Sean Slemon: Block / 700

April 3- May 10, 2008

FOR IMMEDIATE RELEASE

Magnan Projects is pleased to present Sean Slemon’s inaugural solo exhibition, and second exhibition in New York.

BLOCK 700 is a cast concrete block, likened to that of the flagstones that make up the sidewalks of the city. Put in place on the sidewalk, a reference is made to these flagstones themselves, and the infrastructures that are contained in the sidewalks. Potential sites for street trees are marked in the images embedded in the cast concrete block: a map of the block on which the gallery, Magnan Projects itself resides.

The exhibition leads from an ongoing investigation (and interrogation) into the natural infrastructure of New York, looking at policy in and around public access to what have become private, exclusive parts of the city life, and how man and nature are interacting together as a unit.

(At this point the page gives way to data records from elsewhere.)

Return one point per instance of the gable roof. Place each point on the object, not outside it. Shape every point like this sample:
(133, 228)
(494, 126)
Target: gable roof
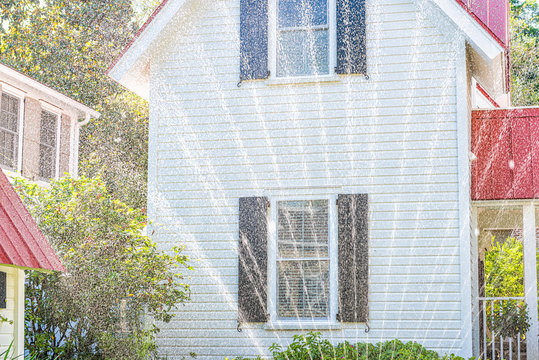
(131, 66)
(16, 78)
(22, 244)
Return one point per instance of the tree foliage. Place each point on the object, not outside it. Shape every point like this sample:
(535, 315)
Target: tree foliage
(115, 275)
(68, 45)
(504, 269)
(525, 52)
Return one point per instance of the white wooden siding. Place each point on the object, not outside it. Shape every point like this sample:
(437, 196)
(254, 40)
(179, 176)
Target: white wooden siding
(393, 136)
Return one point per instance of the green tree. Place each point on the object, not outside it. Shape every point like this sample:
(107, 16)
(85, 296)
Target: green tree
(115, 276)
(524, 52)
(68, 45)
(504, 269)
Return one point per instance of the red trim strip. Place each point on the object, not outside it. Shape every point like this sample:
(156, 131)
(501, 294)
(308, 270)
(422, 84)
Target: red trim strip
(507, 113)
(461, 3)
(137, 35)
(485, 94)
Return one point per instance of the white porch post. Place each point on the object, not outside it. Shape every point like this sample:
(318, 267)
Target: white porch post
(530, 278)
(476, 337)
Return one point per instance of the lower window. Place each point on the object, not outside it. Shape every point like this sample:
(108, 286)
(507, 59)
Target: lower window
(303, 259)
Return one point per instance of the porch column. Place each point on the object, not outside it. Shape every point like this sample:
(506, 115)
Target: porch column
(530, 278)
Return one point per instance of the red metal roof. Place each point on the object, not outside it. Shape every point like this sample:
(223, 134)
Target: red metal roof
(506, 145)
(493, 15)
(22, 244)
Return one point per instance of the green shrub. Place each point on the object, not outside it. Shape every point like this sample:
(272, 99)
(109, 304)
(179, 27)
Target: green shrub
(310, 346)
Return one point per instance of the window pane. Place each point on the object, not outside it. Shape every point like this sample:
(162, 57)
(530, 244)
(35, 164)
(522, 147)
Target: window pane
(46, 162)
(48, 128)
(9, 128)
(47, 149)
(303, 53)
(302, 230)
(8, 149)
(294, 13)
(303, 289)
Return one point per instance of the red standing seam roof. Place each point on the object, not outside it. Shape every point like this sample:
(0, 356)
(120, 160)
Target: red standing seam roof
(506, 145)
(22, 244)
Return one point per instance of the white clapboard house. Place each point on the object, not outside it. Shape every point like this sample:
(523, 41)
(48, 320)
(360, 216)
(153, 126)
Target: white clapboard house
(314, 156)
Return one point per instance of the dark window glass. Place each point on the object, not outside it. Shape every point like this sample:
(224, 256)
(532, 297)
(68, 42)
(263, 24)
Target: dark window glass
(9, 131)
(302, 38)
(47, 147)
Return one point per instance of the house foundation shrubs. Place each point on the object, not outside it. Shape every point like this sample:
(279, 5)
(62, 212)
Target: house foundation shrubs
(116, 279)
(310, 346)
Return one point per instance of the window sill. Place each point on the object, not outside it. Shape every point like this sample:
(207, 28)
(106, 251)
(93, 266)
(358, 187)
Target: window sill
(303, 80)
(302, 325)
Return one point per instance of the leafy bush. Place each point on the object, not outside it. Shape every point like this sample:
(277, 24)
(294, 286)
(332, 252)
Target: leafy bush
(115, 276)
(310, 346)
(509, 319)
(504, 269)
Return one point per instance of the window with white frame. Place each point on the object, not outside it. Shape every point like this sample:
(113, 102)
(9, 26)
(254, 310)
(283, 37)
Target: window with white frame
(48, 145)
(9, 131)
(303, 260)
(303, 37)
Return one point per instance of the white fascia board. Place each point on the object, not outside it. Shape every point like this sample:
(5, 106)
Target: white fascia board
(131, 69)
(475, 34)
(44, 89)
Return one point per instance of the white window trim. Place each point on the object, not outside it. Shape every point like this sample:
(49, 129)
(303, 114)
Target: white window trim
(292, 324)
(20, 95)
(58, 112)
(272, 48)
(480, 101)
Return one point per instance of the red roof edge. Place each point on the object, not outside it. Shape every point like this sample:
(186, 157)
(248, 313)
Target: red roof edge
(461, 3)
(23, 245)
(137, 35)
(485, 94)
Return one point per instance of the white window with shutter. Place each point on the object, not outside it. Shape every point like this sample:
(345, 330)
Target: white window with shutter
(303, 274)
(10, 131)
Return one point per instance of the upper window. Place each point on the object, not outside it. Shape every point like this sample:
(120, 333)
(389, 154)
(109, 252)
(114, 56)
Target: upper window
(48, 145)
(9, 131)
(303, 260)
(303, 37)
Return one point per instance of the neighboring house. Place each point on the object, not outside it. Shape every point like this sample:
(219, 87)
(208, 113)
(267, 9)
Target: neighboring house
(39, 128)
(39, 140)
(22, 247)
(315, 157)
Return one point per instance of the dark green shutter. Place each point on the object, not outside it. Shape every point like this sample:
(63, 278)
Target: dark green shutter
(353, 258)
(351, 37)
(253, 259)
(3, 289)
(253, 39)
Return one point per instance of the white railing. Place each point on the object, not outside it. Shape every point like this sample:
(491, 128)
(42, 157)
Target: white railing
(495, 346)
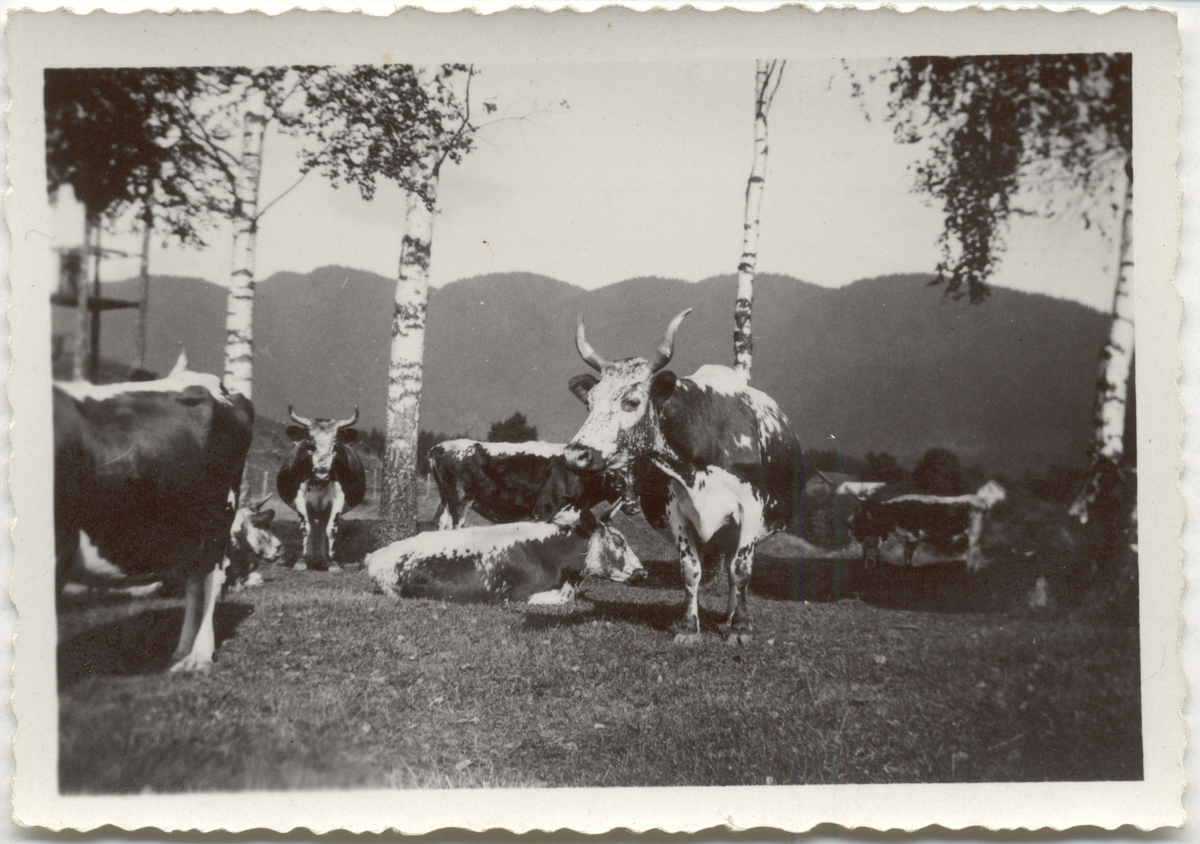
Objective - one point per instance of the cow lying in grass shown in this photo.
(510, 482)
(939, 520)
(505, 562)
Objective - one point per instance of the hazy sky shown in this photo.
(643, 173)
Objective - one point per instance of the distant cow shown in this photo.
(708, 455)
(251, 543)
(145, 485)
(321, 478)
(504, 562)
(913, 519)
(510, 482)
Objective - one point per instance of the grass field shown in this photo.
(873, 677)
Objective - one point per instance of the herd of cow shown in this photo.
(147, 480)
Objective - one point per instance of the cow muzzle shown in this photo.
(582, 459)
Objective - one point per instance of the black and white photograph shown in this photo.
(449, 420)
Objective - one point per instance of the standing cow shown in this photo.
(708, 455)
(321, 479)
(915, 519)
(510, 482)
(145, 485)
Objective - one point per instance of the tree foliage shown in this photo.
(1012, 136)
(377, 123)
(516, 429)
(882, 467)
(940, 473)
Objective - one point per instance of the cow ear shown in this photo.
(663, 387)
(582, 384)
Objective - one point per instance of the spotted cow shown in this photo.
(321, 478)
(707, 455)
(942, 521)
(505, 562)
(145, 486)
(510, 482)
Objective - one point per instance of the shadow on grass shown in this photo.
(136, 644)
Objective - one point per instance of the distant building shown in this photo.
(827, 483)
(993, 492)
(861, 489)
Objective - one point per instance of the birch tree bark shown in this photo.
(405, 371)
(144, 274)
(1113, 387)
(239, 369)
(767, 77)
(83, 313)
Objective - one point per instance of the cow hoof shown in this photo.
(192, 662)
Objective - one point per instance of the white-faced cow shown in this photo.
(505, 562)
(145, 485)
(939, 520)
(251, 543)
(708, 455)
(321, 479)
(510, 482)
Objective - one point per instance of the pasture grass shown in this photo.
(321, 682)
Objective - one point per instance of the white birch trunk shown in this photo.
(405, 371)
(144, 273)
(1113, 389)
(743, 336)
(239, 372)
(83, 312)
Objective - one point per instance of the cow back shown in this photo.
(709, 421)
(349, 473)
(149, 476)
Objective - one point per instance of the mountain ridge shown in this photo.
(882, 364)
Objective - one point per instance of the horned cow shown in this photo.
(321, 478)
(145, 485)
(707, 455)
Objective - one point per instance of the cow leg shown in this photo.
(334, 525)
(301, 507)
(198, 640)
(737, 620)
(975, 527)
(689, 563)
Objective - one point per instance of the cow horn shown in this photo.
(589, 354)
(300, 420)
(180, 363)
(666, 348)
(347, 423)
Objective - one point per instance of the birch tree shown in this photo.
(397, 124)
(767, 78)
(1049, 135)
(112, 135)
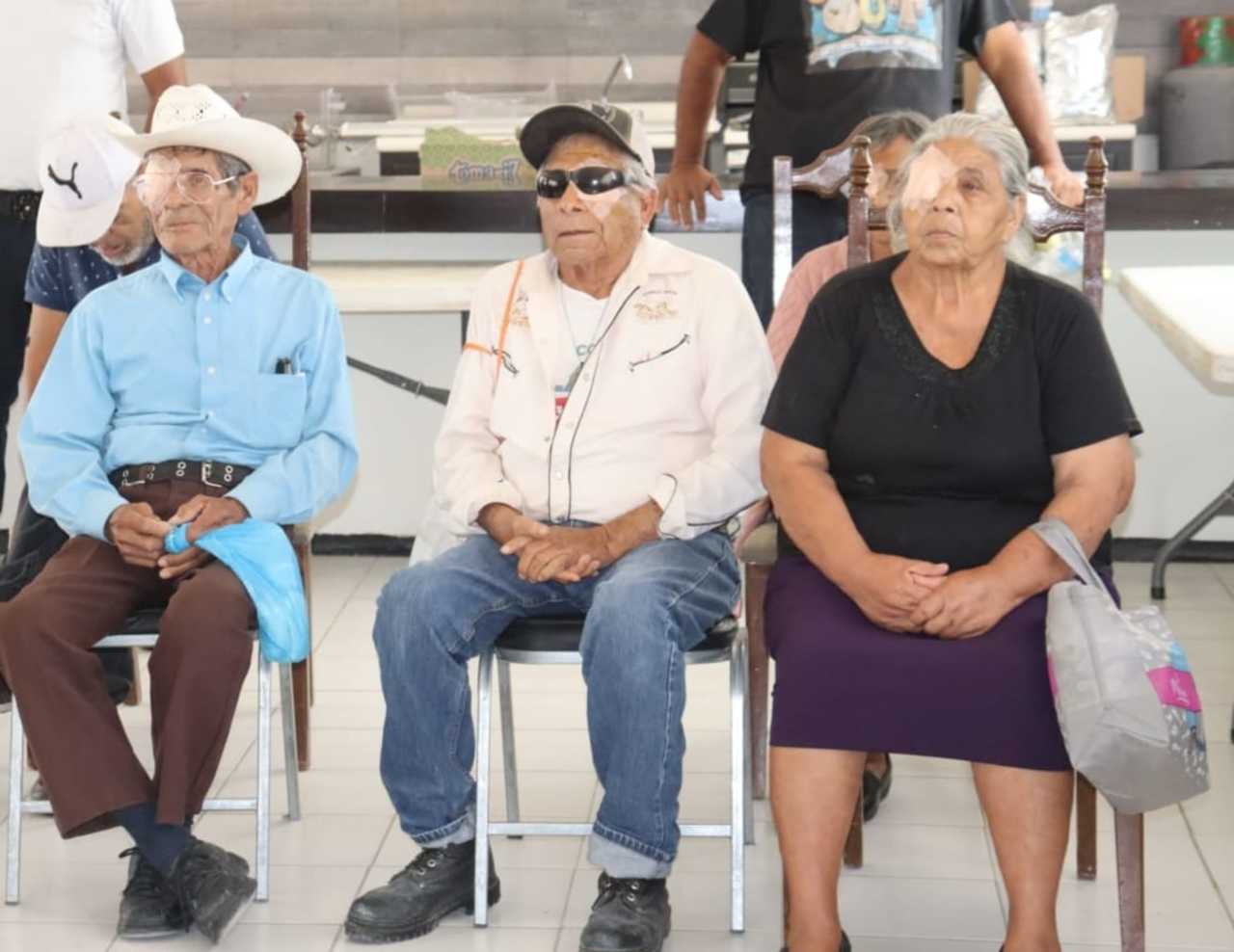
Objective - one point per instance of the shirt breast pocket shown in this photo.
(277, 410)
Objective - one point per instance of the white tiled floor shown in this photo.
(928, 886)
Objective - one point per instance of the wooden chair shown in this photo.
(850, 163)
(301, 537)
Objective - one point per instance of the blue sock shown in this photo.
(161, 844)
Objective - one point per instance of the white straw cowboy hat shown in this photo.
(83, 172)
(199, 118)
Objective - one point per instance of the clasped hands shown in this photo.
(558, 552)
(907, 595)
(139, 533)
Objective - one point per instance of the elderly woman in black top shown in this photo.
(934, 406)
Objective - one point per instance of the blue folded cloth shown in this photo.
(262, 558)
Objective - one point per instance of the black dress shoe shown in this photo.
(873, 790)
(432, 886)
(630, 915)
(148, 908)
(212, 886)
(845, 946)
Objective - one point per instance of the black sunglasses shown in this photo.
(590, 180)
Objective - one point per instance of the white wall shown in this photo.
(1186, 455)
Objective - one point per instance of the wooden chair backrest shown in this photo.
(301, 205)
(850, 163)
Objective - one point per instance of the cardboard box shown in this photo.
(1128, 74)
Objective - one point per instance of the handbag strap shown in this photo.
(1059, 537)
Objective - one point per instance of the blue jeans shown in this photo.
(642, 613)
(815, 223)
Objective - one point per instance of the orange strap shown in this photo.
(501, 337)
(505, 326)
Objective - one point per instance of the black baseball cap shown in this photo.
(618, 126)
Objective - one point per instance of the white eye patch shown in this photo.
(928, 175)
(603, 205)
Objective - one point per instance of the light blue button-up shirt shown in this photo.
(159, 365)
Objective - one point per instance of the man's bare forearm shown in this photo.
(1005, 60)
(701, 71)
(497, 519)
(635, 528)
(44, 331)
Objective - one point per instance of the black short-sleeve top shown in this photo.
(948, 463)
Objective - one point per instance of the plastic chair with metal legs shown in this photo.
(141, 630)
(555, 642)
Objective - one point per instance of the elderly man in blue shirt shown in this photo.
(92, 229)
(206, 390)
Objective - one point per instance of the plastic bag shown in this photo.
(1060, 256)
(1079, 60)
(1126, 699)
(262, 558)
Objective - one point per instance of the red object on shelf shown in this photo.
(1207, 40)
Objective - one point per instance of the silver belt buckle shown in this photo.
(124, 481)
(206, 471)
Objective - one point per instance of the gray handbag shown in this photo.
(1124, 695)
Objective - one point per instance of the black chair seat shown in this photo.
(141, 622)
(565, 634)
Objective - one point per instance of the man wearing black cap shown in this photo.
(603, 430)
(823, 66)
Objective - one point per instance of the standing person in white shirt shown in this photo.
(66, 58)
(603, 430)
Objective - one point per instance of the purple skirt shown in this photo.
(845, 683)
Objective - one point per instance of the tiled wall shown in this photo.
(284, 51)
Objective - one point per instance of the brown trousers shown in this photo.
(198, 668)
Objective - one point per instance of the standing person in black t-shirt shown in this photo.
(823, 66)
(932, 409)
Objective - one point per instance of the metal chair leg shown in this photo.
(263, 780)
(290, 756)
(510, 758)
(484, 737)
(739, 790)
(16, 780)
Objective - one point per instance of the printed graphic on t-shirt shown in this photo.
(873, 34)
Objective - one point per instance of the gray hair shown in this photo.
(882, 128)
(231, 166)
(637, 176)
(999, 140)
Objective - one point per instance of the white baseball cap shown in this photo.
(624, 128)
(83, 171)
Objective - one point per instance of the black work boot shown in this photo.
(148, 908)
(440, 881)
(845, 944)
(212, 886)
(630, 915)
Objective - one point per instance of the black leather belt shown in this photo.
(223, 475)
(21, 206)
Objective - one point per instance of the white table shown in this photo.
(401, 287)
(1191, 307)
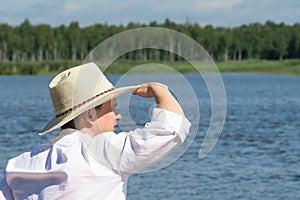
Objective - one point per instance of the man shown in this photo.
(88, 160)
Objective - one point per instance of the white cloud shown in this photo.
(88, 12)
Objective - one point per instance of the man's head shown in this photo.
(79, 90)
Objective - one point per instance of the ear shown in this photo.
(89, 116)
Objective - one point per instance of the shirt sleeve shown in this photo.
(5, 191)
(129, 152)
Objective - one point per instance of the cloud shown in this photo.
(89, 12)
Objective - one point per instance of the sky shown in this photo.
(225, 13)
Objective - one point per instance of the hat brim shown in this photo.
(56, 123)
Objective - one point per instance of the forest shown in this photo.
(42, 42)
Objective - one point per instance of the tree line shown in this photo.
(42, 42)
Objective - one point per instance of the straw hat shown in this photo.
(77, 90)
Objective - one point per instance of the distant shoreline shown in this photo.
(288, 66)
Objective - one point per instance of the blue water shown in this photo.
(257, 156)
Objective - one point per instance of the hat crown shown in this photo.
(76, 86)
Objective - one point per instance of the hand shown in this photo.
(149, 90)
(162, 95)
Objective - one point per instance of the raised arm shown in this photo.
(163, 97)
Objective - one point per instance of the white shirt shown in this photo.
(77, 166)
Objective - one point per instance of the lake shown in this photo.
(257, 155)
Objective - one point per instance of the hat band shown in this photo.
(81, 104)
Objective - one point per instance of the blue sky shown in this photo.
(226, 13)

The centerpiece of the exhibition is a room-sized installation of light made solid, entitled Crossed Light. The sculpture is a physical solid rendition of actual sunlight, as it streams through a window, made for the purpose of mapping light. However Slemon has chosen to make light do the impossible- coming from two directions at once, and convert the entity into a cantilevered self supporting structure- independent of it’s original source, and now standing as a moment in time. It is an impossible moment made real, with its original use removed. In doing so, the light is made into a physical commodity, transcending its ethereal original existence. The work undermines the original purpose of light-converting it into something that not only uses up space, instead of enhancing it, but it also allows us to access the form of light as it is created by the architecture we build up to supposedly control and divert it.

Block 700  isolates two areas of our natural world in New York-sunlight, and trees: areas that receive serious competition from the city itself. These areas of natural infrastructure cannot be physically owned within the structure of the city, yet inadvertently they have become two of the most sought after commodities in terms of real estate and quality of life, with people hijacking their benefits for the purpose of profit.

A series of conceptual chalk drawings are also presented. These drawings explore light and its physical and sculptural make-up, referring to how light is affected by construction in that the drawings themselves are made from Chalk line used in construction. The drawings further supplement the installation, Crossed Light.

Sean was born in South Africa in 1978, and studied at the Michaelis School of Fine Arts, University of Cape Town, South Africa. Slemon won the Sasol New Signatures Award in 2005, after which he moved to New York in 2005, and completed his Masters in Fine Arts at Pratt Institute in 2007. He attended the Skowhegan School of Painting and Sculpture in 2007. His work is currently featured in a South African group show “.ZA Giovane Arte Dal SudAfrica” at the Pallazzo delle Papesse, in Siena, Italy, until May 2008.